Categories: Ask Zarela,Ingredients

 

Photo by Lorri Allen

Hi Zarela. I’ve got a plant that has taken over my garden and was wondering how to use it in cooking. It’s a Hoja Santa plant and the leaves are huge and beautiful dark green. I was going to pull it up and then found out its good for cooking. How would you use it in a recipe? And what does it taste like?

 

What a great question you have posed, Lorri!  Hoja santa is one of my favorite  herbs most used in the cooking of Oaxaca and Veracruz, two of my culinary destinations.  In fact, I have written a book on each of those two states where you will find may recipes: The Food and Life of Oaxaca (Macmillan 1992) and Zarela’s Veracruz (Houghton Mifflin 2001.)  There are three recipes posted on this web site but first a little background.

I have been trying to bring true Mexican flavors to the U.S. since I first went into the restaurant business in the city in 1984 and have had many ups and downs with crucial ingredients.  At times this essential herb (Piper auritum and P. sanctum) has been difficult to find in the fresh rather than dried state.  Now its importance is being recognized and the fresh herb is much more available.  It is as preferable to the dried variety as fresh basil is to dried basil.

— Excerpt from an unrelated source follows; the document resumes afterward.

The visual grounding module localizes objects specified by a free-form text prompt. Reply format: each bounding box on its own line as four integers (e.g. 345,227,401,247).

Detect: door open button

The heart-shaped fresh leaves are a beautiful dark green and have a vivid herbal flavor that reminds me a little of anise, though hoja santa is more complex.  The leaves are usually between 6 to 8 inches long, big enough to hold small wrapped packets enclosing pieces of food.  But in addition to being used as wrappers these are often puréed with other ingredients in sauces such as mole verde or an hoja santa pesto, a modern twist.  The brittle dried leaves can be used for the latter purpose but are too fragile for wrappers. Dried hoja santa can be found in most Latin American groceries.  The usual packet, which is 1/8-ounce and contains about 6 dried leaves (often in a fairly crumbled state), is equivalent to about  2 large (8-inch) fresh leaves. Dried hoja santa was used in the Tamal de Cazuela pictured above.